Three researchers from New York University (NYU) have published a paper this week describing a method that an attacker could use to poison deep learning-based artificial intelligence (AI) algorithms.
Researchers based their attack on a common practice in the AI community where research teams and companies alike outsource AI training operations using on-demand Machine-Learning-as-a-Service (MLaaS) platforms.
For example, Google allows researchers access to the Google Cloud Machine Learning Engine, which research teams can use to train AI systems using a simple API, using their own data sets, or one provided by Google (images, videos, scanned text, etc.). Microsoft provides similar services through Azure Batch AI Training, and Amazon, through its EC2 service.
The NYU research team says that deep learning algorithms are vast and complex enough to hide small equations that trigger a backdoor-like behavior.
For example, attackers can embed certain triggers in a basic image recognition AI that interprets actions or signs in an unwanted way.
In a proof-of-concept demo of their work, researchers trained an image recognition AI to misinterpret a Stop road sign as a speed limit indicator if objects like a Post-it, a bomb sticker, or flower sticker were placed on the Stop sign's surface.
Researchers also say that retraining the AI doesn't remove the backdoor by feeding it more sample data. It only drops its accuracy. Nonetheless, if attackers have a way to poison the training sets, the attack remains or could even gain in efficiency.
The difficult part in performing such attacks is the creation of the malicious trigger and not the actual insertion of the backdoor.
The NYU team argues that the insertion of malicious code in AI training models is very plausible, as an attacker could simply take over the cloud service account using simple social engineering techniques such as phishing, and then introduce their backdoored model in the huge stack of equations of the AI's training models.
Furthermore, attackers could also open-source their backdoored AI model in the hopes that others will reuse it without spotting the malicious triggers.
In practice, such attacks could be used to make facial recognition systems ignore burglars wearing a certain mask, or make AI-driven cars stop in the middle of highways and cause fatal crashes.
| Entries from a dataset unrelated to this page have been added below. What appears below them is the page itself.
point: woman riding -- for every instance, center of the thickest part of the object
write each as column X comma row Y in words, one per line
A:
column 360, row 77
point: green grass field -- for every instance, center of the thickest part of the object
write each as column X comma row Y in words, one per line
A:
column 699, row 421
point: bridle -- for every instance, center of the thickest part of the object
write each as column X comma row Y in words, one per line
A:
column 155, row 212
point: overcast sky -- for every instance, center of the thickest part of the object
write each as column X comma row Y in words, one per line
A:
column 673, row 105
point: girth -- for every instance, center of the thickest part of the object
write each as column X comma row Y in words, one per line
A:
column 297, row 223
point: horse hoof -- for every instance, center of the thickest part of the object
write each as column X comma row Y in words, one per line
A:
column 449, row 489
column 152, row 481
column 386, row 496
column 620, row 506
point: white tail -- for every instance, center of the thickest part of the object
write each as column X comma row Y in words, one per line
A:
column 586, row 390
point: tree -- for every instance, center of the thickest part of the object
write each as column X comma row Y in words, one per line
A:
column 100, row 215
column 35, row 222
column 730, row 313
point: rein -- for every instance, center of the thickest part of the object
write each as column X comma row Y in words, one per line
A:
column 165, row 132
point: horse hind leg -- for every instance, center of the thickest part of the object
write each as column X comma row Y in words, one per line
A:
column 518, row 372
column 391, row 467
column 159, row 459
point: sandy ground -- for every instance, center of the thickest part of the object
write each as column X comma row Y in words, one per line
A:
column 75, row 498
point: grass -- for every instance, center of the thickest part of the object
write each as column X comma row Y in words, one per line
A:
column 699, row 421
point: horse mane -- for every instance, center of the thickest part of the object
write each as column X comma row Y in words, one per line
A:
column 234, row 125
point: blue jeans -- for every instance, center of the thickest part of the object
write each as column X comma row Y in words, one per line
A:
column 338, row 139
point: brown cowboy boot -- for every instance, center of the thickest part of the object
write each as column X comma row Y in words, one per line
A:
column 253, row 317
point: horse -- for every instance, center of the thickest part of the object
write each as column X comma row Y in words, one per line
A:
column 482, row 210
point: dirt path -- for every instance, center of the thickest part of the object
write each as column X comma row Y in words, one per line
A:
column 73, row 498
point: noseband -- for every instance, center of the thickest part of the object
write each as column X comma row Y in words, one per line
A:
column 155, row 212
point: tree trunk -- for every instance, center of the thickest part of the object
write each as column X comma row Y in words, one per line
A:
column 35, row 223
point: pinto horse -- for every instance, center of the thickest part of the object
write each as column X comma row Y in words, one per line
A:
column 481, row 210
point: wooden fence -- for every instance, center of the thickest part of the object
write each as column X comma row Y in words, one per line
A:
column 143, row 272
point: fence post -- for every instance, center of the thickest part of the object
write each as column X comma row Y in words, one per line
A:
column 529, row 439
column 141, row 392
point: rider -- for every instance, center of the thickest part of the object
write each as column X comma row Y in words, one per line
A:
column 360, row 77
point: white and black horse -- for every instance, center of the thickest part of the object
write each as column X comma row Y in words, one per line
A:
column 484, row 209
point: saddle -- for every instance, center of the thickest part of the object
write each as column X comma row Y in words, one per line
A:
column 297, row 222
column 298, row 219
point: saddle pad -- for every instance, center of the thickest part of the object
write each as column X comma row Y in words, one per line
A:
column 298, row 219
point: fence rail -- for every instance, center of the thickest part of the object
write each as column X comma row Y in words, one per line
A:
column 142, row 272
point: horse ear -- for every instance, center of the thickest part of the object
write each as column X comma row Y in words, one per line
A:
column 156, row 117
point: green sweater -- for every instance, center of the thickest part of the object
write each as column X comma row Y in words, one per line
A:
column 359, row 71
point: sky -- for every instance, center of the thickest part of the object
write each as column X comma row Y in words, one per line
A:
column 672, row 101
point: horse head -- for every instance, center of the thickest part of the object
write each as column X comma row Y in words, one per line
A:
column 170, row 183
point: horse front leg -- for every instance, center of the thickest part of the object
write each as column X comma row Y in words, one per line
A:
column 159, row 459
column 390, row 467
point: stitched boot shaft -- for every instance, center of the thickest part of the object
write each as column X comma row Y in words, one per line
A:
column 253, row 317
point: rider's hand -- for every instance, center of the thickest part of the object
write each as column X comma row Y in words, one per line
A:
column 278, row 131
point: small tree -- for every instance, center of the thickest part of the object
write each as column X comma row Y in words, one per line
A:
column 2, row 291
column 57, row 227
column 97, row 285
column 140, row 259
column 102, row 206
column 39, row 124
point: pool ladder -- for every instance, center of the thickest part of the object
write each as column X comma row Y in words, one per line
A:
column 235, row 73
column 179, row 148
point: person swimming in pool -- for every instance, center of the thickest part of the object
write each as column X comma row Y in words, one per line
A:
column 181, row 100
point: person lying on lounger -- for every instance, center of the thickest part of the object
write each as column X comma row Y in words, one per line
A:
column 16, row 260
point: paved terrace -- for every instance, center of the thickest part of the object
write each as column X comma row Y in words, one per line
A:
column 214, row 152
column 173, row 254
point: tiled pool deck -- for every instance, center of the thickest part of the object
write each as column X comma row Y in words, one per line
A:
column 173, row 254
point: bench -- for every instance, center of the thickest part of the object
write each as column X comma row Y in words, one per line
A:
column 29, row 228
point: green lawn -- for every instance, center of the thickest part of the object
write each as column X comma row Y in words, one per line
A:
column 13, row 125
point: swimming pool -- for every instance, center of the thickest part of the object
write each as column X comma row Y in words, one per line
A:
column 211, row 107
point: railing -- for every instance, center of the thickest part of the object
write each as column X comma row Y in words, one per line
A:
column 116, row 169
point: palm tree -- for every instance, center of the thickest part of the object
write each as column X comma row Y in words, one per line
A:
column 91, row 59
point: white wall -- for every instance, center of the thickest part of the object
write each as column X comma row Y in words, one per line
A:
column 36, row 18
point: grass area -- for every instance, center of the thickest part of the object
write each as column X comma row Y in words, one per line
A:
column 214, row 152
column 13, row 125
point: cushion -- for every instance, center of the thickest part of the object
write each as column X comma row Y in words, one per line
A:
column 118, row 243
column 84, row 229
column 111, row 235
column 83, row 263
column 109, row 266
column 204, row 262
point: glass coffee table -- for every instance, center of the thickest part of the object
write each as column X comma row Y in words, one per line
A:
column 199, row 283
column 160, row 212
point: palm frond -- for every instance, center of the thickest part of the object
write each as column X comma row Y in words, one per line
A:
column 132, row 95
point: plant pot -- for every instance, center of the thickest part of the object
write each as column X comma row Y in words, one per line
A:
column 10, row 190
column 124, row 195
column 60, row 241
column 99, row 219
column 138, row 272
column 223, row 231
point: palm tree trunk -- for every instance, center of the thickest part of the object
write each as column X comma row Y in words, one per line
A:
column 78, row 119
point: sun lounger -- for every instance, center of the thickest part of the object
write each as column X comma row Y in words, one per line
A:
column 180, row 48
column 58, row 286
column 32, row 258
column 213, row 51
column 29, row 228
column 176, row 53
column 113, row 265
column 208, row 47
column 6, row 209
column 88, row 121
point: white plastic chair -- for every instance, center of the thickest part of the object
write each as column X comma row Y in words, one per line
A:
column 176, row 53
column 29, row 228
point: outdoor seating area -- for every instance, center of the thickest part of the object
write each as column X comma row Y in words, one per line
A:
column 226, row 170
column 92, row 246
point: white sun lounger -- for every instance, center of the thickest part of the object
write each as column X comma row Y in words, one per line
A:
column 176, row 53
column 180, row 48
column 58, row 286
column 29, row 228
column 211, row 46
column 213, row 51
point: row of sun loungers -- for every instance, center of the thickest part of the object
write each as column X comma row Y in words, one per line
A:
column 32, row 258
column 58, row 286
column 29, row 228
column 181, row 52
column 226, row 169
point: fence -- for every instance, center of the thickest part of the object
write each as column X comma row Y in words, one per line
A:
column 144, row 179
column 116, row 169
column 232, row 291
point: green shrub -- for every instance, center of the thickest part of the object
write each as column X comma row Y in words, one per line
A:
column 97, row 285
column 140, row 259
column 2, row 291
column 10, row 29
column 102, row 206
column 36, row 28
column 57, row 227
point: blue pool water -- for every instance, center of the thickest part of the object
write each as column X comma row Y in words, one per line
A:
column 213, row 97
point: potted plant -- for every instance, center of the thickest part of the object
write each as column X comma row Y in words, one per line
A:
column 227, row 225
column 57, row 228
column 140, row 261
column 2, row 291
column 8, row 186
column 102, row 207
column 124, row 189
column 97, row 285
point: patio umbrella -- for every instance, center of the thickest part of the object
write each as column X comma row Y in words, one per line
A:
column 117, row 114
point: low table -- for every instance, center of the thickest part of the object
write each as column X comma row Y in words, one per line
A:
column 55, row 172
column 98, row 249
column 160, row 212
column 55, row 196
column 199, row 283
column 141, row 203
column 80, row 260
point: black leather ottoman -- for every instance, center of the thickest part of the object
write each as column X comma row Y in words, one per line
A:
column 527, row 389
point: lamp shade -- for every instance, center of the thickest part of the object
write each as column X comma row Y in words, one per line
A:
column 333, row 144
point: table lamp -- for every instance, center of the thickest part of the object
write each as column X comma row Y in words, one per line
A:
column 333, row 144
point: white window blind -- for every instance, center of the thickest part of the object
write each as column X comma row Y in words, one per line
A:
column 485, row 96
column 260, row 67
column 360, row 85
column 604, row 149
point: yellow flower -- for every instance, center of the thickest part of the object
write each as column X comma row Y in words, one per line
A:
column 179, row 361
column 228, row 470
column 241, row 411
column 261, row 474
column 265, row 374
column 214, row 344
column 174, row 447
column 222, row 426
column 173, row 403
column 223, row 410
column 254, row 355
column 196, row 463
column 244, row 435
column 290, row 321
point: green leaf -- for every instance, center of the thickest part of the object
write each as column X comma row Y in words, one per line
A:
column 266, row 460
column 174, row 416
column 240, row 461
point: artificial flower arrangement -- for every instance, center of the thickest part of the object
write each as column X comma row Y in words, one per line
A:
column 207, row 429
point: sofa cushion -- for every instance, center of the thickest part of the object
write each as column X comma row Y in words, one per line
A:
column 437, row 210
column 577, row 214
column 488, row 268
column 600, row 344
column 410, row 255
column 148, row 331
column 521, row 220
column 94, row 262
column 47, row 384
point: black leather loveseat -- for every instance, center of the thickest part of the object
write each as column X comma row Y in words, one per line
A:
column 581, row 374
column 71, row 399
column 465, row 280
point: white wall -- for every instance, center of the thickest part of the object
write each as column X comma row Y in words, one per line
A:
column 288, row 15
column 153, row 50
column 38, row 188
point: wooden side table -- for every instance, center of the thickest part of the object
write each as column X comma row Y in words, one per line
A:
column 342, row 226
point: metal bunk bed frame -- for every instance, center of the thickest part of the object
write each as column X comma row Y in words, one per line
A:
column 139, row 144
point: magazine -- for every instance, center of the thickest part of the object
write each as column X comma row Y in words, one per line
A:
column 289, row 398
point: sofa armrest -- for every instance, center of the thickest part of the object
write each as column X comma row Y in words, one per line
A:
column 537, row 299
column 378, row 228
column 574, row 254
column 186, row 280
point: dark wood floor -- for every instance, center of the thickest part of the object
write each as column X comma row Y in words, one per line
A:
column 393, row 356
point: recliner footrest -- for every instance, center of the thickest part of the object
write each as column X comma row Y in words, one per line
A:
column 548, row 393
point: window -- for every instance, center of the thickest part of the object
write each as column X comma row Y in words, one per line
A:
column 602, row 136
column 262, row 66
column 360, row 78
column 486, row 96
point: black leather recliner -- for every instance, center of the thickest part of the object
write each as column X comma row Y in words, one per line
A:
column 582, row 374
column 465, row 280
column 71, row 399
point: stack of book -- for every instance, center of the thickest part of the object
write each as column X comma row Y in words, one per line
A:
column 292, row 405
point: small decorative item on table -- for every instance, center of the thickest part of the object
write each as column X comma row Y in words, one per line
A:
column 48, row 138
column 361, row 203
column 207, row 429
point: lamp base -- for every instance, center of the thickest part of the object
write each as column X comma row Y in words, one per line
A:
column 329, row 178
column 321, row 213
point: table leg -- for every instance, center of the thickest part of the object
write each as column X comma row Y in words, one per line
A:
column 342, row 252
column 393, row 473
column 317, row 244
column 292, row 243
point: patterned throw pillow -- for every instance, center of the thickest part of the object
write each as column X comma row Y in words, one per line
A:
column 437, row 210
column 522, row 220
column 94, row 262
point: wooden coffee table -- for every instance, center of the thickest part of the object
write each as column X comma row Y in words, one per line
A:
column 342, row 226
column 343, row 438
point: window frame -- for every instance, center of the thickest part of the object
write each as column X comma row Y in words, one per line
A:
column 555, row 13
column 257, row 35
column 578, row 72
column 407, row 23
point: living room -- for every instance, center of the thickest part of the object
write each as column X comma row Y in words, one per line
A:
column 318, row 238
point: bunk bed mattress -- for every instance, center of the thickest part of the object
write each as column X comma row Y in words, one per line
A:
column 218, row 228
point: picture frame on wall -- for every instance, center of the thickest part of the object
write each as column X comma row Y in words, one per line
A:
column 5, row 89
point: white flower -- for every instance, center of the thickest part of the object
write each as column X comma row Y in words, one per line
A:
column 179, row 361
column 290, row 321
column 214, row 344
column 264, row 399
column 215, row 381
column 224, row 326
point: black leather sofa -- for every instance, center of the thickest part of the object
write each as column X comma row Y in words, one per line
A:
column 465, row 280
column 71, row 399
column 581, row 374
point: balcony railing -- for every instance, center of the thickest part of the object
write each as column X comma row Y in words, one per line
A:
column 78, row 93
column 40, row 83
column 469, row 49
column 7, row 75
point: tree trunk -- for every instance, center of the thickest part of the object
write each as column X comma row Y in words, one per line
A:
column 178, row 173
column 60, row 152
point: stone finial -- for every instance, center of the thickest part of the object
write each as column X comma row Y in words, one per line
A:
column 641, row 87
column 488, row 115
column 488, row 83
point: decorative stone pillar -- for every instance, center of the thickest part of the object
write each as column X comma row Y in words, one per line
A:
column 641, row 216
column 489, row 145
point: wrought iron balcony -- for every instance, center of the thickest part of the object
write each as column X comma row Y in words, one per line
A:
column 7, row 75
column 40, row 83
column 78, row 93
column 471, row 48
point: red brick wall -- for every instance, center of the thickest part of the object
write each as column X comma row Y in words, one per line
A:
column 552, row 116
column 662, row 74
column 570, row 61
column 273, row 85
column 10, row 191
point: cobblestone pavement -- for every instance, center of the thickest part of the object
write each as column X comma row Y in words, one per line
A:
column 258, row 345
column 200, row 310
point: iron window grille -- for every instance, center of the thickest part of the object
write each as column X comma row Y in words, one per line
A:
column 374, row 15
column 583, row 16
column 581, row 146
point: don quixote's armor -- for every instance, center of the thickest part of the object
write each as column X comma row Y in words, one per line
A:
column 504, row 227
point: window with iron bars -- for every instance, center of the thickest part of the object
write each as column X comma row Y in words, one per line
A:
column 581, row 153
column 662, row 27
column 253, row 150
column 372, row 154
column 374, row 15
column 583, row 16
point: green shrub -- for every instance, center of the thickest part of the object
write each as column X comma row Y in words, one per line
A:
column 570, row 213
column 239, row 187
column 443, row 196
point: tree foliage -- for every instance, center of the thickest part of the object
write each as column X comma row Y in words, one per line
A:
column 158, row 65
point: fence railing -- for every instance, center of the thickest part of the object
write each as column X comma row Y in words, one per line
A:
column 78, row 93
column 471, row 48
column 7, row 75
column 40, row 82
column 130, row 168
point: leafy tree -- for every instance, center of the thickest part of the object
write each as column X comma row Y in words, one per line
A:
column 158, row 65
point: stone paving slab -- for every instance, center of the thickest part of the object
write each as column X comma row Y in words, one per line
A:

Albeit such demos have not taken place, they are theoretically possible.
Sadly we haven't yet gotten to try what I think would be the Most Awesome Demo: backdoored face detection that can't see MY face 9/— Brendan Dolan-Gavitt (@moyix) August 23, 2017
In an email to Bleeping Computer, Ilia Kolochenko, CEO of cyber security company, High-Tech Bridge, highlights the threat of AI backdoors in conjunction with the recent increased adoption of self-driving car technology.
Just today it was reported that a UK laboratory will start testing AI-based self-driving trucks on British roads, in the hopes of cutting labor costs.
Mr. Kolochenko worries that NYU's research, along with older car hacking techniques do not bode well for the future of self-driving cars.
"Recent stories about manipulating self-driving cars with fake road signs or laser pointers – are good examples," he says. "Even if we assume that software developers will manage to prevent intrusions into car management systems remotely (via software vulnerabilities and weaknesses), we will still have a lot of non-cyber risks."
Such systems could be the AI systems used to train the truck's navigational systems.
"Such systems are usually provided and maintained by third-parties, who frequently underestimate cyber risks," the expert added. "Once such a system is compromised, all [trucks] can be sent to another destination where their goods may be stolen. Therefore, security of third-parties should also be taken into consideration."
Kolochenko's fears come to complement the ones expressed by the NYU research team, who warns about the need to improve auditing practices for the AI training models. Just because you're training an AI model that doesn't mean the AI model is smart.
"We hope that our work can provide strong motivation to apply the lessons learned from securing the software supply chain to machine
learning security," the NYU researchers write in their paper.
"In particular, we recommend that pre-trained models be obtained from trusted sources via channels that provide strong guarantees of integrity in transit, and that repositories require the use of digital signatures for [training] models."
The full research paper on AI backdoors is available online in a research paper entitled "BadNets: Identifying Vulnerabilities in the Machine Learning Model Supply Chain."